Letting the agreement, whose deadline for automatic renewal for 16 years is this July 1, expire would force the three countries to undergo thorny annual reviews for the next decade. This scenario of instability worries business leaders. "Uncertainty makes business planning difficult. It's that simple," said Anne McKinney, vice president of the US Chamber of Commerce, explaining that companies lose the certainty necessary to project their long-term investments.
Canceling the T-MEC is not an easy task. An abrupt exit would disrupt more than $1.8 trillion in annual trade, skyrocketing prices for everyday goods from auto parts to avocados at a time when American consumers are already feeling the impact of inflation. “He knows he can't withdraw,” said Quebec special envoy Louise Blais, alluding to the fierce opposition Trump would face in Congress.
Companies fear greater uncertainty for investments
The possibility of keeping the treaty under constant revisions worries businessmen and international trade specialists, who warn that the lack of certainty could delay investments and affect highly integrated supply chains between the three countries.
Sectors such as automotive, agriculture and manufacturing have depended for decades on a regional market with stable rules, so any modification or eventual departure from the United States could increase production costs and translate into higher prices for American consumers.

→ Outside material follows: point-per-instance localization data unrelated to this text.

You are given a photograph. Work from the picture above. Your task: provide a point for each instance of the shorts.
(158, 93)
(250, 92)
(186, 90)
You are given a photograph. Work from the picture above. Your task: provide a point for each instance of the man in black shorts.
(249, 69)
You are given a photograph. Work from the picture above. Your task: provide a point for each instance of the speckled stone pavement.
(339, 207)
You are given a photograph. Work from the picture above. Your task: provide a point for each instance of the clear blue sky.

Analysts also consider it unlikely that Trump will be able to easily cancel the treaty. The USMCA was approved by Congress with bipartisan support and has broad support among manufacturers, farmers and business groups who consider it essential to preserve the free flow of trade in North America.
Although the Republican administration maintains a critical discourse towards the agreement, several experts interpret this strategy as a mechanism to strengthen Washington's negotiating position before demanding new commercial conditions from its partners.
Mexico seeks to preserve the agreement as negotiations progress
The talks between the United States and Mexico are advancing separately from those between Washington and Canada. Among the central issues are the increase in US content in vehicles manufactured in the region and new measures to prevent products of Chinese origin from obtaining commercial benefits through the T-MEC.
Mexican officials believe that the negotiations could lead to complementary agreements without completely modifying the structure of the treaty, following a model similar to that the Trump administration has used with other trading partners.
For their part, Canadian authorities also recognize that some tariffs could be maintained, although they trust that the agreement will continue to guarantee preferential conditions compared to other international markets.
Beyond the political rhetoric, the future of the USMCA will be decisive for a trade relationship that moves more than 1.8 trillion dollars annually between the United States, Mexico and Canada. For companies and investors, the main challenge is not only the result of the negotiations, but the uncertainty surrounding the rules under which one of the most integrated economic regions in the world will operate in the coming years.